Is there a limit to cudaMallocHost memory allocation ? Mapping of buffer object failed while using c

I have a application where each PE(CPU thread) allocates its own instance of GPU context. Each threads calls cudaMalloHost for sizes from memPoolBoundaries[19] =[pow(2,8) : pow(2,26)] bytes when the application is initiated. Each PE has multiple buffer allocation for these sizes. If I run with lesser number of PEs say 8 it works, but on increasing the PEs to 64 it throws an error “mapping of buffer object failed”.

ALL PEs execute this in init phase

for(int i = 0; i < 19 ; i++){
int bufSize = CpvAccess(gpuManager).memPoolBoundaries[i]; // size of memory required (256,512,1024…)
int numBuffers = nbuffers[i]; // no. of allocation for size of bufSize
pools[i].size = bufSize;
pools[i].head = NULL;
Header *hd = pools[i].head;
Header *previous = NULL;
for(int j = 0; j < numBuffers; j++){
cudaChk(cudaMallocHost((void **)&hd,(sizeof(Header)+bufSize)));
It fails on mallocHost with an error mapping of buffer object failed

I really would like to understand how do I make it scalable to 100 or 1000s of nodes for cray machines.
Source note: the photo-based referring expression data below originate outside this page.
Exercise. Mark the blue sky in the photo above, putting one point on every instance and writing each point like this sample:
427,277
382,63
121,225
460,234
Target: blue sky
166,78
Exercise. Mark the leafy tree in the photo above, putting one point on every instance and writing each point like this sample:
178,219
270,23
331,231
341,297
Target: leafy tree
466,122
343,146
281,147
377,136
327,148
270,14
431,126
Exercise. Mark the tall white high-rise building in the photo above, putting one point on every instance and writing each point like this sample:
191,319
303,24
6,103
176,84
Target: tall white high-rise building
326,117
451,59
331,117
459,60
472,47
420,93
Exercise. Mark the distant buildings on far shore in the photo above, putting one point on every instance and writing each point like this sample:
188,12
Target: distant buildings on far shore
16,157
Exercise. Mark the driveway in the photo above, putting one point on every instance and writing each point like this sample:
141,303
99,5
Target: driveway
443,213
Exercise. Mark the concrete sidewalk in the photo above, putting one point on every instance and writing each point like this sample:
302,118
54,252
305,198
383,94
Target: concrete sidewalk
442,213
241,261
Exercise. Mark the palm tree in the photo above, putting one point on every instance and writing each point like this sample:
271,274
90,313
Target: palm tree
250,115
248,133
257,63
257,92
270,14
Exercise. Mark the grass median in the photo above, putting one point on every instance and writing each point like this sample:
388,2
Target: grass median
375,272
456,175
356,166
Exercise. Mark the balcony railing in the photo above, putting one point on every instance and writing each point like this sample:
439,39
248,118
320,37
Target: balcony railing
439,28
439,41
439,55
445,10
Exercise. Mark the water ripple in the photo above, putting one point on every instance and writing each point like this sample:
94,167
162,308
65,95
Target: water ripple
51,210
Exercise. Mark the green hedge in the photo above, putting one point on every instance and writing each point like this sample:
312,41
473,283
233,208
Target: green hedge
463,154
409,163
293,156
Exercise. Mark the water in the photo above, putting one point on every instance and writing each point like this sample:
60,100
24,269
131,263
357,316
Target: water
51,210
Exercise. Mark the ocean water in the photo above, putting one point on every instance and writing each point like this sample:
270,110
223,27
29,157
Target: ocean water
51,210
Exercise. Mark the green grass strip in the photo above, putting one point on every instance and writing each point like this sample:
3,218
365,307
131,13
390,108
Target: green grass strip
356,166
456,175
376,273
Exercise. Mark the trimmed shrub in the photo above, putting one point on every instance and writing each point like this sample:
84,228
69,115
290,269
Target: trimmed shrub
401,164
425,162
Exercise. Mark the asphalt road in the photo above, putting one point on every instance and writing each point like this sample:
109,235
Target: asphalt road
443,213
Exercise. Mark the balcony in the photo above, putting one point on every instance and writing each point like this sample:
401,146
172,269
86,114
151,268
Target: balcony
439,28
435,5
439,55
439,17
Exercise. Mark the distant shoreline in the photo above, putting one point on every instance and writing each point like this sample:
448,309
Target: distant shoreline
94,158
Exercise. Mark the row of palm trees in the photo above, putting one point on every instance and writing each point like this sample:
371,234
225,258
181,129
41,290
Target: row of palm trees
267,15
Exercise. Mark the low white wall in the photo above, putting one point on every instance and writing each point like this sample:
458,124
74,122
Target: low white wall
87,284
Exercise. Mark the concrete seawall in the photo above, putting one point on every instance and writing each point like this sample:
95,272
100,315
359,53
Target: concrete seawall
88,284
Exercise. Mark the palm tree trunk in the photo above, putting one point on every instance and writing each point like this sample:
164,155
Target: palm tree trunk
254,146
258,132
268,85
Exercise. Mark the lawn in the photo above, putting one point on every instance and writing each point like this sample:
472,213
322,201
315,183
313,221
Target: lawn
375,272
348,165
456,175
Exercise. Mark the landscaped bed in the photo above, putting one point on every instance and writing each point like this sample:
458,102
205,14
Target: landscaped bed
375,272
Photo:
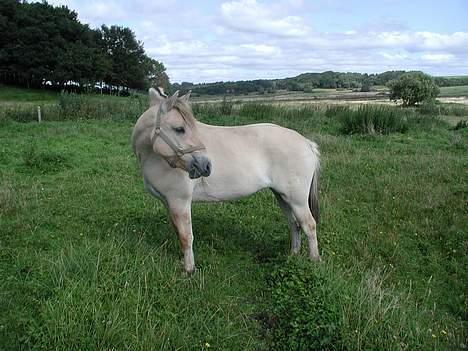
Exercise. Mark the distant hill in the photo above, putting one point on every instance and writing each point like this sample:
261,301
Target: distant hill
307,82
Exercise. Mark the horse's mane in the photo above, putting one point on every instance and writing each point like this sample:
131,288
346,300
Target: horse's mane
185,111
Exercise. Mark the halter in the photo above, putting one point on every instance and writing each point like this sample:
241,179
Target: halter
178,151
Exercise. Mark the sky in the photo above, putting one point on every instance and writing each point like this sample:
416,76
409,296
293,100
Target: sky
208,41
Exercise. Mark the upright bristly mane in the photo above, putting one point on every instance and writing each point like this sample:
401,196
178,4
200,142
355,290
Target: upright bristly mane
185,111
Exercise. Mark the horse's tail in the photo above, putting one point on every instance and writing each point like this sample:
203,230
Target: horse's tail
313,192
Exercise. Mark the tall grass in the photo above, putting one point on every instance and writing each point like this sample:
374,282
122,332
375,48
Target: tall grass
322,308
373,119
78,107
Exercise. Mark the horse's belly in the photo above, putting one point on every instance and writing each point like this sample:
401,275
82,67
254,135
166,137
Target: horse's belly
207,189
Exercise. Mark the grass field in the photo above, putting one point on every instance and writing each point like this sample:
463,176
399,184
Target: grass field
461,90
88,260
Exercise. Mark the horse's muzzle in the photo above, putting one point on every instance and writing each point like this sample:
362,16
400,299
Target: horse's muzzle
200,166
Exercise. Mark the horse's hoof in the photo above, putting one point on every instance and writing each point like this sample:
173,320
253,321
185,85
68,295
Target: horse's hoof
190,272
316,259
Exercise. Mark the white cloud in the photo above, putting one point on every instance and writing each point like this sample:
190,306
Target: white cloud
251,39
250,16
437,58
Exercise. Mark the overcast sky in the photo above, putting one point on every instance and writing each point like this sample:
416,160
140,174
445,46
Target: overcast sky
206,41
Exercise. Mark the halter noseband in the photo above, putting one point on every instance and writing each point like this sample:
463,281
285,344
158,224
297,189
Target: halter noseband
178,151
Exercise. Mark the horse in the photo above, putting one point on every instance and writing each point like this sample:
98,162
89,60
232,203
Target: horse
183,160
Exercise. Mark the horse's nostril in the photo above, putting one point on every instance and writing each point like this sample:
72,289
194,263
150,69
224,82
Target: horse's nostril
208,168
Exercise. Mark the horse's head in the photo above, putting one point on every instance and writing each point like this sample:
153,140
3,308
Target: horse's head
175,135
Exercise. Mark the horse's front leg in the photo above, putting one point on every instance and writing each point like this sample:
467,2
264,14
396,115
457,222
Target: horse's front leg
180,212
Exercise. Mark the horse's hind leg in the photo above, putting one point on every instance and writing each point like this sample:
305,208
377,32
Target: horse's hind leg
294,227
309,226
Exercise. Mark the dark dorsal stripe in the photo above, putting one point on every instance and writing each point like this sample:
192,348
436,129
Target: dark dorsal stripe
160,92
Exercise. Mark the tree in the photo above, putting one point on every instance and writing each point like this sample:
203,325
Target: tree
156,74
127,57
413,88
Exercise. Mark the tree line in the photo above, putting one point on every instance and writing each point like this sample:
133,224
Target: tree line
47,46
307,82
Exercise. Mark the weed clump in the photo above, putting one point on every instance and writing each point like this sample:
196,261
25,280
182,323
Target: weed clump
318,307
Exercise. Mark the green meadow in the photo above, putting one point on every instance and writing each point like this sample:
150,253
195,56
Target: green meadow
89,261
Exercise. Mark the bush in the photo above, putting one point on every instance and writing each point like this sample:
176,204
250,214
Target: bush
318,307
306,308
413,88
373,119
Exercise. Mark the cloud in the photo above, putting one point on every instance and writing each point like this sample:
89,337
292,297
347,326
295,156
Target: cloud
252,17
437,58
252,39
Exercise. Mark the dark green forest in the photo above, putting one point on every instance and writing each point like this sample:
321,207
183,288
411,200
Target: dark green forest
46,46
307,82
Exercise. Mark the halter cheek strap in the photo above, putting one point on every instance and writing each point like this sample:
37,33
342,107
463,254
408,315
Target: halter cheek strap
178,151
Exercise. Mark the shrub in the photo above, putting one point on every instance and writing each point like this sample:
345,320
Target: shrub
461,125
413,88
318,307
372,119
306,308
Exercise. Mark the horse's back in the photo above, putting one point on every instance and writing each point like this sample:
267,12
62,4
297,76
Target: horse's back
248,158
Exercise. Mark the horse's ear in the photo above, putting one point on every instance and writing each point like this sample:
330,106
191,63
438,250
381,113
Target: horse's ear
185,97
169,103
156,96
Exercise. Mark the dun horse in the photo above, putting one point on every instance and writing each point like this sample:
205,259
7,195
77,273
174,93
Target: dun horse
183,160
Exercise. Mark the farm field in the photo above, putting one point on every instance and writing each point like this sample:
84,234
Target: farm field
88,260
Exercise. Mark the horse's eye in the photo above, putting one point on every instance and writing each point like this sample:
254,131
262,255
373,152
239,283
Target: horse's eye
180,130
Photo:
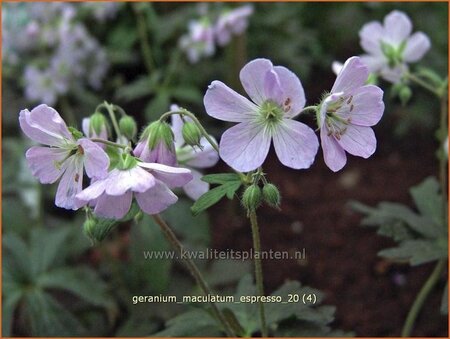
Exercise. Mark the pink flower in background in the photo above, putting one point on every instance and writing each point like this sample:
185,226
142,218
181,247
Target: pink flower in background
347,113
191,158
232,22
65,157
149,183
390,46
278,97
199,42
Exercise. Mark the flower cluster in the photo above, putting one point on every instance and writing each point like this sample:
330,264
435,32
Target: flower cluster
115,177
61,53
344,117
205,33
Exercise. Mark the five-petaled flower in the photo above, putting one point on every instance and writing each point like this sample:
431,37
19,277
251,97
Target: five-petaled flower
149,183
278,97
347,113
391,46
65,157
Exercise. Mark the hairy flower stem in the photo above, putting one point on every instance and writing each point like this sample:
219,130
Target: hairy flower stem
143,36
195,120
421,297
110,109
176,244
109,143
443,159
258,269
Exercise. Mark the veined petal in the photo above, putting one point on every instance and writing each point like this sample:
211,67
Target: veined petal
46,163
96,161
204,158
416,47
366,107
333,154
71,183
354,74
295,144
245,146
171,176
156,199
397,26
393,75
222,103
272,87
114,207
253,78
44,125
135,179
370,36
293,99
91,193
359,141
195,188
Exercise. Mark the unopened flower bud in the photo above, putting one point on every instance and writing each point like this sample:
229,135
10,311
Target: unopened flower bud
158,132
128,127
405,94
251,199
191,134
97,229
271,195
97,124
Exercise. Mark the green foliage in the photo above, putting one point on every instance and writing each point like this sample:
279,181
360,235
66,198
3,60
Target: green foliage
422,236
33,269
229,183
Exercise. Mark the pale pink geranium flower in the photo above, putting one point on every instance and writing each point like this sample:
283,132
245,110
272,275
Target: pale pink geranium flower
278,97
64,157
390,46
149,183
202,157
347,113
232,22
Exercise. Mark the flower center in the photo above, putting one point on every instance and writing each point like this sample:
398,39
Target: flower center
270,112
337,122
393,54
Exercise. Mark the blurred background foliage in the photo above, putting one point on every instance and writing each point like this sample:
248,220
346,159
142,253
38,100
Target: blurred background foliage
54,281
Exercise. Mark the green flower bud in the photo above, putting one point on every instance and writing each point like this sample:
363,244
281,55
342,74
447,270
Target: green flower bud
405,95
98,123
271,195
96,229
156,132
128,127
251,199
191,134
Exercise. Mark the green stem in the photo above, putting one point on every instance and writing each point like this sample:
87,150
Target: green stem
423,84
442,159
421,297
109,143
195,120
258,269
176,244
112,116
68,112
143,36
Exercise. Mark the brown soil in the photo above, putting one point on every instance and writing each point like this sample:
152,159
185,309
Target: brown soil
372,295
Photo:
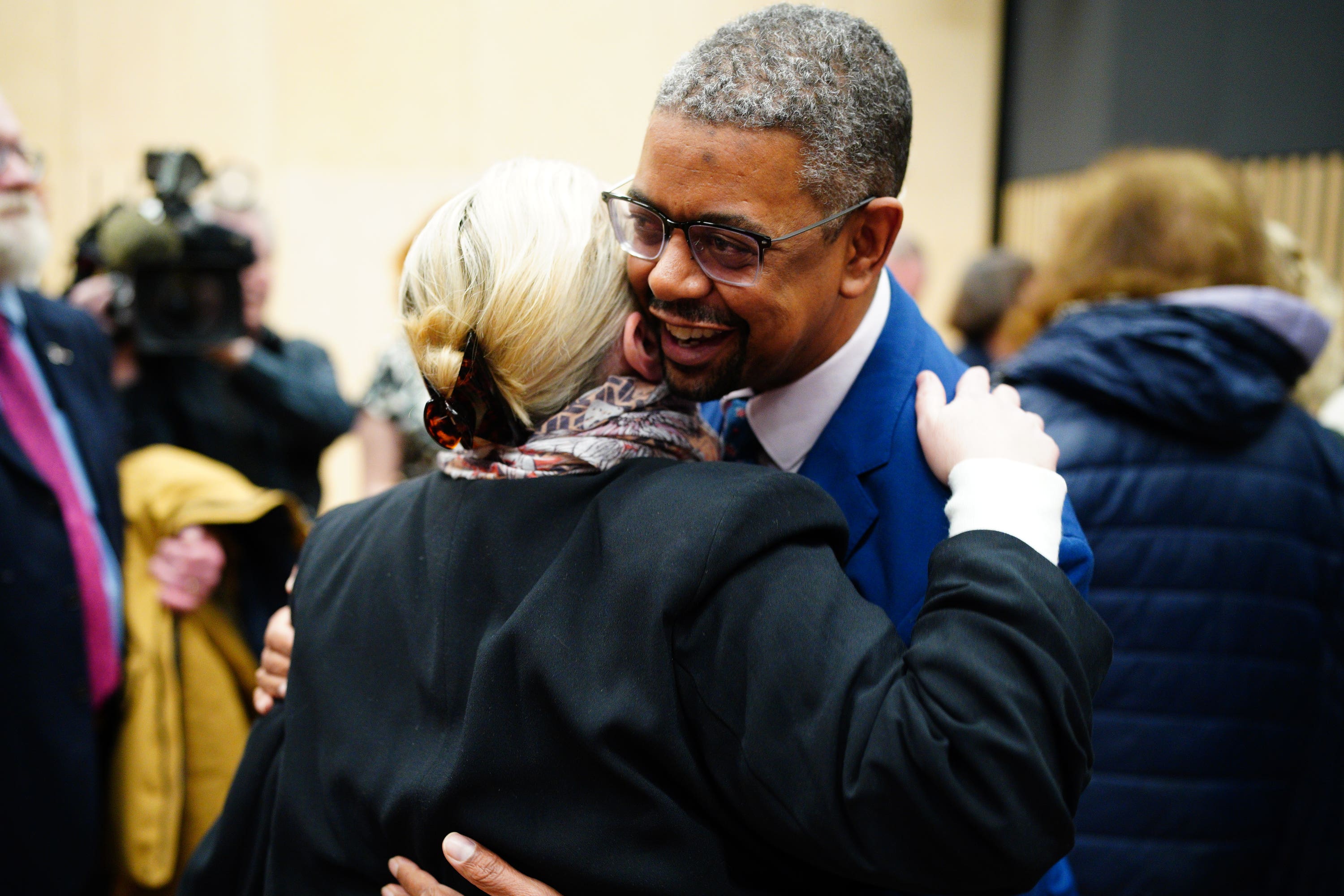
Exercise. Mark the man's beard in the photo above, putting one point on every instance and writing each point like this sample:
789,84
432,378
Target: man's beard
721,378
25,238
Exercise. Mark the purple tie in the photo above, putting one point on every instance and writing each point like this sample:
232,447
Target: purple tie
33,432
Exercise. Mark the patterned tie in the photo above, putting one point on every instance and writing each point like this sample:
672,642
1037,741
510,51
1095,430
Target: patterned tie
740,441
33,432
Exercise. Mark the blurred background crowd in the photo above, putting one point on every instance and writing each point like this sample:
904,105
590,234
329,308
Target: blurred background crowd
1068,160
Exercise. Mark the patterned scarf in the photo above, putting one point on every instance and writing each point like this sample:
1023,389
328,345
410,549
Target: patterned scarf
621,420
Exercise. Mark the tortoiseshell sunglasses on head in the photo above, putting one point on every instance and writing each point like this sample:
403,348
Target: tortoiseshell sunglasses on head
474,409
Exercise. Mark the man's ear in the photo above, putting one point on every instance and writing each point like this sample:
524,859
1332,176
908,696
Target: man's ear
640,343
870,244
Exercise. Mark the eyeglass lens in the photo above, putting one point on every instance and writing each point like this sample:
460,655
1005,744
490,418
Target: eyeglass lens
724,256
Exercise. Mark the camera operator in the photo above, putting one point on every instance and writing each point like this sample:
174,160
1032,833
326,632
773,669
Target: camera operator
260,404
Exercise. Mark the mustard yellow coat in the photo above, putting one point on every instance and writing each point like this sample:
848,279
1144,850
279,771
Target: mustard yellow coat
189,676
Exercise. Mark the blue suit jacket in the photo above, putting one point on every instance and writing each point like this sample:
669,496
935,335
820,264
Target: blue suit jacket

This is outside my area of expertise, but from what I understand, cudaMallocHost() maps in relative straightforward fashion to a relevant OS function, I think mmap in Linux. So the size of such allocations is limited by the OS, and CUDA has no up-front knowledge of the available memory, it simply passes through the return status of the OS call, suitably translated.

If I remember correctly, cudaMallocHost requires tracking structures to be allocated in GPU memory so the GPU knows how to forward accesses to the CPU’s address space for that memory. So if you are right on the edge of running out of GPU memory, a big cudaMallocHost can push you over the edge.

I forget how much memory this takes, but you can figure it out by allocating a huge amount of memory with cudaMallocHost, and measuring the delta in device memory usage.

And as njuffa mentions, the OS can run out of pinned memory, and there are usually ways to increase the limit (e.g. ulimit).